Vid-ODE
Vid-ODE copied to clipboard
Why has the ConvGRU only one layer?
From:
conv_odegru.py (line 113):
first_point_mu, first_point_std = self.encoder_z0(input_tensor=e_truth, time_steps=truth_time_steps, mask=mask, tracker=self.tracker)
base_conv_gru.py (line 127):
last_yi, latent_ys = self.run_ode_conv_gru( input_tensor=input_tensor, mask=mask, time_steps=time_steps, run_backwards=self.run_backwards, tracker=tracker)
and line 161
inc = self.z0_diffeq_solver.ode_func(prev_t, prev_input_tensor) * (t_i - prev_t)
as well as line 180:
# only 1 now
yi = self.cell_list[0](input_tensor=xi, h_cur=yi_ode, mask=mask[:, i])

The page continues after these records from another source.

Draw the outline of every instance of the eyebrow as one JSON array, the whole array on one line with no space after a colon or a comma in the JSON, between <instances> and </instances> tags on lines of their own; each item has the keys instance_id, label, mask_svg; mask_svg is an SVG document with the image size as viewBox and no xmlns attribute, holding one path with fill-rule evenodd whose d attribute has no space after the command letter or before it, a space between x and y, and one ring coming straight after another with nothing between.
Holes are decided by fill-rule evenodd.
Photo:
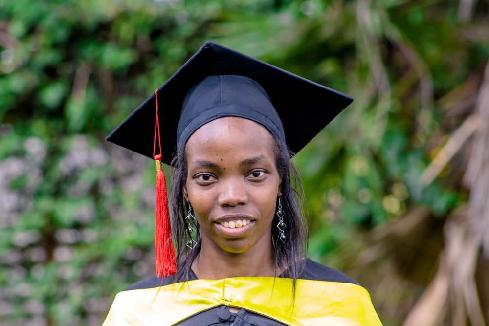
<instances>
[{"instance_id":1,"label":"eyebrow","mask_svg":"<svg viewBox=\"0 0 489 326\"><path fill-rule=\"evenodd\" d=\"M264 155L260 155L255 157L247 158L245 160L240 162L240 165L243 166L244 165L252 165L260 162L263 162L267 160L267 157Z\"/></svg>"},{"instance_id":2,"label":"eyebrow","mask_svg":"<svg viewBox=\"0 0 489 326\"><path fill-rule=\"evenodd\" d=\"M219 165L216 164L213 162L206 161L205 160L198 160L192 162L192 165L200 166L203 168L208 168L209 169L216 169L216 168L219 167Z\"/></svg>"}]
</instances>

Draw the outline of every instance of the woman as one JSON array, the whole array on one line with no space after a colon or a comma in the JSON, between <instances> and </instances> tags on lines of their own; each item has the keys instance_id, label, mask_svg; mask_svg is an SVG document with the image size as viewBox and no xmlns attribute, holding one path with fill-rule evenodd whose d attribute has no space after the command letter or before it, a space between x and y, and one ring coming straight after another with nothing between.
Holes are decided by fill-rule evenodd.
<instances>
[{"instance_id":1,"label":"woman","mask_svg":"<svg viewBox=\"0 0 489 326\"><path fill-rule=\"evenodd\" d=\"M108 137L173 166L177 253L159 171L156 273L117 295L104 325L381 325L365 289L305 258L292 187L288 145L300 150L351 101L206 43Z\"/></svg>"}]
</instances>

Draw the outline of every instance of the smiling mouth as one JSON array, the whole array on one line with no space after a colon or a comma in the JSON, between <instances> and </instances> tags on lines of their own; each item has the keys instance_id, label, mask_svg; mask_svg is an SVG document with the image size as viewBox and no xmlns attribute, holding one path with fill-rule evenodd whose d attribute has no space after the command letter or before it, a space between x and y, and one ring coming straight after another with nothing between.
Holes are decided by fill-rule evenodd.
<instances>
[{"instance_id":1,"label":"smiling mouth","mask_svg":"<svg viewBox=\"0 0 489 326\"><path fill-rule=\"evenodd\" d=\"M251 221L249 219L236 219L233 221L226 221L225 222L219 222L219 224L225 228L229 229L234 229L240 228L245 225L247 225L251 223Z\"/></svg>"}]
</instances>

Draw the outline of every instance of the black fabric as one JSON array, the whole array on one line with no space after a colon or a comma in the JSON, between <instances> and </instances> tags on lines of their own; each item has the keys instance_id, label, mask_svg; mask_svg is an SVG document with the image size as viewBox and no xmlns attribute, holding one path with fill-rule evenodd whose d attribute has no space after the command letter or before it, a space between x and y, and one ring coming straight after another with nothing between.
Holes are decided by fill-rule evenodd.
<instances>
[{"instance_id":1,"label":"black fabric","mask_svg":"<svg viewBox=\"0 0 489 326\"><path fill-rule=\"evenodd\" d=\"M282 122L263 87L245 77L223 75L207 77L187 94L177 129L178 148L203 125L227 116L258 122L285 142Z\"/></svg>"},{"instance_id":2,"label":"black fabric","mask_svg":"<svg viewBox=\"0 0 489 326\"><path fill-rule=\"evenodd\" d=\"M158 90L163 163L171 163L177 149L177 126L189 90L206 77L222 75L244 76L263 88L282 121L287 144L295 153L353 100L336 90L208 42ZM248 96L244 91L241 95ZM153 93L107 140L153 158L156 108ZM259 107L254 109L261 109Z\"/></svg>"},{"instance_id":3,"label":"black fabric","mask_svg":"<svg viewBox=\"0 0 489 326\"><path fill-rule=\"evenodd\" d=\"M191 271L189 281L197 279L197 277L193 271ZM282 276L279 276L279 277L282 277ZM309 258L306 260L304 270L299 275L299 278L303 280L351 283L359 285L356 281L344 273L323 266ZM157 287L173 284L174 283L175 283L175 277L173 275L170 275L169 277L164 277L162 279L156 275L153 275L128 286L124 290Z\"/></svg>"},{"instance_id":4,"label":"black fabric","mask_svg":"<svg viewBox=\"0 0 489 326\"><path fill-rule=\"evenodd\" d=\"M227 318L224 318L227 317ZM209 309L178 323L178 326L284 326L268 317L241 309L237 313L229 311L225 305Z\"/></svg>"}]
</instances>

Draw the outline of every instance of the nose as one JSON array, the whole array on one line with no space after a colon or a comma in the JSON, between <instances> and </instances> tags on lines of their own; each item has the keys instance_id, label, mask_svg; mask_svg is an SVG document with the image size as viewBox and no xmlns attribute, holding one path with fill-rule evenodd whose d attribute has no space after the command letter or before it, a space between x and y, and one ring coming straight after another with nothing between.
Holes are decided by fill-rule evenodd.
<instances>
[{"instance_id":1,"label":"nose","mask_svg":"<svg viewBox=\"0 0 489 326\"><path fill-rule=\"evenodd\" d=\"M218 203L221 207L235 206L248 202L248 197L244 181L239 178L220 180Z\"/></svg>"}]
</instances>

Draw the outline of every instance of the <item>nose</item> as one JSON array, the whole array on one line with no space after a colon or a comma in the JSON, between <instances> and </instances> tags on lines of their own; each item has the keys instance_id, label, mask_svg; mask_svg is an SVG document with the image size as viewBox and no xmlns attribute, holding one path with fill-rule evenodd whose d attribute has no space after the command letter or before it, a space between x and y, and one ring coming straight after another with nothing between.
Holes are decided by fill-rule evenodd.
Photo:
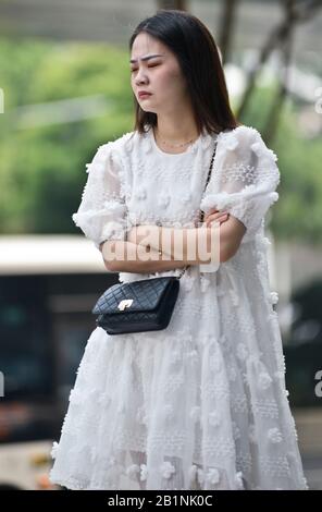
<instances>
[{"instance_id":1,"label":"nose","mask_svg":"<svg viewBox=\"0 0 322 512\"><path fill-rule=\"evenodd\" d=\"M135 77L135 83L136 85L139 84L145 84L147 82L147 77L144 75L143 71L138 71L136 77Z\"/></svg>"}]
</instances>

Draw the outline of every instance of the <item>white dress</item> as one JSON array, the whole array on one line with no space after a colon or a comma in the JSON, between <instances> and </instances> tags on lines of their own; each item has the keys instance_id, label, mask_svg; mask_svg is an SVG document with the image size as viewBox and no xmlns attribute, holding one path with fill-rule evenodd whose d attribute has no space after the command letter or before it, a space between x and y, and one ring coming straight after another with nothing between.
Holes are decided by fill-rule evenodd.
<instances>
[{"instance_id":1,"label":"white dress","mask_svg":"<svg viewBox=\"0 0 322 512\"><path fill-rule=\"evenodd\" d=\"M176 155L157 146L152 130L98 148L73 215L96 247L125 240L134 224L197 225L200 207L230 211L247 231L216 271L187 269L166 329L92 331L53 446L52 483L117 490L308 488L269 285L264 216L278 198L276 160L260 133L245 125L219 136L205 132ZM121 272L120 281L179 272Z\"/></svg>"}]
</instances>

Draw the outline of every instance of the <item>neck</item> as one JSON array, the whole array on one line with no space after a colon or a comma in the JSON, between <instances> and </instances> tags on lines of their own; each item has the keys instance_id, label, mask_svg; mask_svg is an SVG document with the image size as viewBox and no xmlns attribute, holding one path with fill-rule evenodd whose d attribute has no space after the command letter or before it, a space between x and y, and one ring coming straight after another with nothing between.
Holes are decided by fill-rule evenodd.
<instances>
[{"instance_id":1,"label":"neck","mask_svg":"<svg viewBox=\"0 0 322 512\"><path fill-rule=\"evenodd\" d=\"M173 118L164 118L158 115L157 126L154 134L159 139L172 144L179 144L187 142L191 138L198 138L196 123L193 119L174 120Z\"/></svg>"}]
</instances>

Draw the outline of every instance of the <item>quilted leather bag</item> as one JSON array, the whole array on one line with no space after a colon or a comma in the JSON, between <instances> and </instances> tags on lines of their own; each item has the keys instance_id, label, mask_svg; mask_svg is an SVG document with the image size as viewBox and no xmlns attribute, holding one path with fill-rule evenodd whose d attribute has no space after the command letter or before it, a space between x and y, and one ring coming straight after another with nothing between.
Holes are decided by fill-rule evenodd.
<instances>
[{"instance_id":1,"label":"quilted leather bag","mask_svg":"<svg viewBox=\"0 0 322 512\"><path fill-rule=\"evenodd\" d=\"M203 192L210 180L215 149L216 141ZM200 211L199 219L202 222L203 211ZM179 276L143 279L110 287L91 310L98 315L96 324L109 334L165 329L178 296L179 279L187 268L188 265Z\"/></svg>"}]
</instances>

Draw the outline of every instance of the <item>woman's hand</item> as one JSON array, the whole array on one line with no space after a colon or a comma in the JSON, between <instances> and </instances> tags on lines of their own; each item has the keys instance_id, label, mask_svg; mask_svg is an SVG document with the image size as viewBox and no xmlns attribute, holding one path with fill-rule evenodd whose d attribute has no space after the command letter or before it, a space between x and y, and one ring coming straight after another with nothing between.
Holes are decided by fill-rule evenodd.
<instances>
[{"instance_id":1,"label":"woman's hand","mask_svg":"<svg viewBox=\"0 0 322 512\"><path fill-rule=\"evenodd\" d=\"M211 223L216 220L220 224L228 220L230 214L226 211L220 211L215 208L211 208L209 212L203 217L202 225L206 224L207 228L211 228Z\"/></svg>"}]
</instances>

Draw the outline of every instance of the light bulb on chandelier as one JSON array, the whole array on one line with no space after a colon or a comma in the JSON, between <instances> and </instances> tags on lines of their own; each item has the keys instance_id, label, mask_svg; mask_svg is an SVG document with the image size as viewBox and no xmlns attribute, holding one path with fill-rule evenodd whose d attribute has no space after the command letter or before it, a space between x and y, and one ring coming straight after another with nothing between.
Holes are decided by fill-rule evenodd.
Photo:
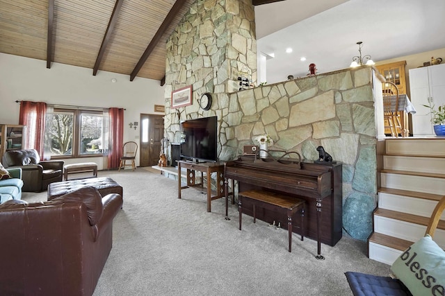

and conv_odegru.py (line 59):
self.encoder_z0 = Encoder_z0_ODE_ConvGRU(input_size=input_size, input_dim=base_dim, hidden_dim=base_dim, kernel_size=(3, 3), num_layers=1, dtype=torch.cuda.FloatTensor if self.device == 'cuda' else torch.FloatTensor, batch_first=True, bias=True, return_all_layers=True, z0_diffeq_solver=z0_diffeq_solver, run_backwards=self.opt.run_backwards).to(self.device)
where num_layers=1
it seems that the ode solver is only applied to a single latent "layer" from the ConvGRU. The ConvGRU is not stacked and only operates on a latent with a spatial resolution of 32x32 since num_layers in Encodeer_z0_ODE_ConvGRU is 1.
Why is there no further layers used? Isn't that the whole point of a ConvGRU to utilize multiple resolution latents? Or am I missing something?